The 1.5-minute film titled “An Ode to Lahore, the Beautiful City” opens with a shot of the famous Badshahi mosque before showing images from the popular park where a Taliban suicide bomber blew himself up in an attack targeting Christians on Easter Sunday.

At least 72 people died in the blast as families enjoyed the warm spring evening, many of them children. The bomber had walked close to a play area with swings before detonating.

Chinoy, a journalist, filmmaker and activist, has won two Academy Awards for the documentaries Saving Face (2012) and A Girl in the River: The Price of Forgiveness (2015).

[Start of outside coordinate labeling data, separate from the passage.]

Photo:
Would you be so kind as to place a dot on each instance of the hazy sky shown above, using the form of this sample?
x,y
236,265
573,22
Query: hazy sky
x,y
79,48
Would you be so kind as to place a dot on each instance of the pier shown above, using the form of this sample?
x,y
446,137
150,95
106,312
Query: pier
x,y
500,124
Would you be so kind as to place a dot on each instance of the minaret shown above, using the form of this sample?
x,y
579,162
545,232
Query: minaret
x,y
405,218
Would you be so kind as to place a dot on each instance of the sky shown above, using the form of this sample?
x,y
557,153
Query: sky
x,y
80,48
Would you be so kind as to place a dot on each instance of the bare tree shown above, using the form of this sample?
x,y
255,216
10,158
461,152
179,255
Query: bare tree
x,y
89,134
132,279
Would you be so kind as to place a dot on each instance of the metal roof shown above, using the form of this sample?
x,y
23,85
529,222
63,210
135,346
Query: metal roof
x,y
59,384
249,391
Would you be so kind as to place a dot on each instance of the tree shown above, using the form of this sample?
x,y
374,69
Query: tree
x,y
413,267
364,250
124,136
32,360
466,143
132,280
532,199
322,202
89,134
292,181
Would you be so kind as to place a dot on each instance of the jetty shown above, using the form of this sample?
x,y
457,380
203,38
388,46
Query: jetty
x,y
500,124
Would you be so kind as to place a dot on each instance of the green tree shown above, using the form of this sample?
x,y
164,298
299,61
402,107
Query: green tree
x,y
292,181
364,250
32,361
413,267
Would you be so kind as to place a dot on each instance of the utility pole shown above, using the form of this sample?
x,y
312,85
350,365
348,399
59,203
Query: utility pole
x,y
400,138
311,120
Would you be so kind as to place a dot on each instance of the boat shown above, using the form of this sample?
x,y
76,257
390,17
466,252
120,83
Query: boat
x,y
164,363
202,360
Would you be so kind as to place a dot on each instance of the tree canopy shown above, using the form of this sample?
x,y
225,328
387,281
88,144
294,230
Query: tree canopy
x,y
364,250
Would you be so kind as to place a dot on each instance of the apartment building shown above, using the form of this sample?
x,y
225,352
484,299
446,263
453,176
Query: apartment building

Her video, posted Monday, showed old images of the play area before Sunday’s devastation, as well as footage from a candle-lit vigil that took place for the victims in Lahore.

“Lahore used to teach you to make bridges in order to reach each other,” a female voiceover says in Urdu as the images flit by.

“We were liberal people, we were tolerant, we wanted to live with each other, we had the freedom to speak our minds.”

The film then displays news footage from Sunday’s carnage, with images of ambulances arriving at the blast site.

“We deprived our city of its personality,” the voice says.

Children in school uniforms are shown playing in narrow streets as they smile, before the words of the country’s founding father, Muhammad Ali Jinnah, appear: “There is no power on earth that can undo Pakistan”.

Sunday’s attack was the worst so far this year in a country grimly accustomed to atrocities, and will further undermine fractious inter-religious ties in the Muslim-majority nation.

In 2012, the Government of Pakistan awarded Chinoy the Hilal-e-Imtiaz, the second highest civilian honour of the country.